Tuesday, August 14, 2018
Following up on my previous post, NY Times: Who Gets a New 20% Tax Break? The Treasury Dept. Speaks: David Kamin (NYU), “Reputation or Skill” in the New Pass-Through Regulations: Reading “Skill” (and “Principal Asset”) Out of the Law:
The proposed regulations governing the 20-percent pass-through deduction under Section 199A are rightly garnering attention, and there is already significant commentary focused on the fact that Treasury chose to interpret the “reputation and skill” catch-all narrowly. As I explained in my earlier post, I think that’s a mistake because of the wide-open door that leaves for many high-income service providers.
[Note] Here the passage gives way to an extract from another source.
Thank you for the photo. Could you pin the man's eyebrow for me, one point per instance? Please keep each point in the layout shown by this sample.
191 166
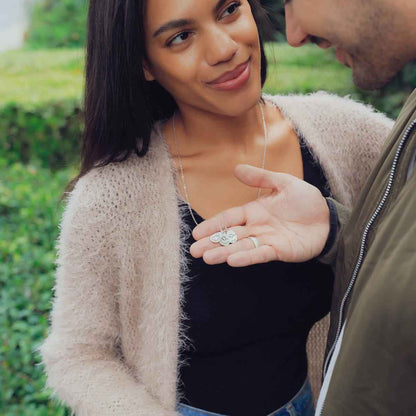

Here, I discuss exactly how narrow the definition is — which seems to be extremely narrow, at least based on the examples given — and how the regulatory definition seems to conflict with the text and potentially purpose of the restriction.
Specifically, and despite the language in the law, the regulation seems largely focused on excluding returns that are explicitly and exclusively based on “reputation” from the deduction, and it allows a deduction for returns to “skill” associated with labor services, despite the plain language of the statute. The regulation then has no way of dealing with the mixing of the two in most circumstances, other than to grant the full deduction. So, if the star chef simply lends her name to a business in exchange for a share of profits, she doesn’t get the deduction according to the regulation but, if she also provides services to the business too in exchange for that profit share, she apparently does on all her income from the restaurants. And that helps illustrate the extremely narrow reach of the catch-all and how people can plan around it in its current iteration.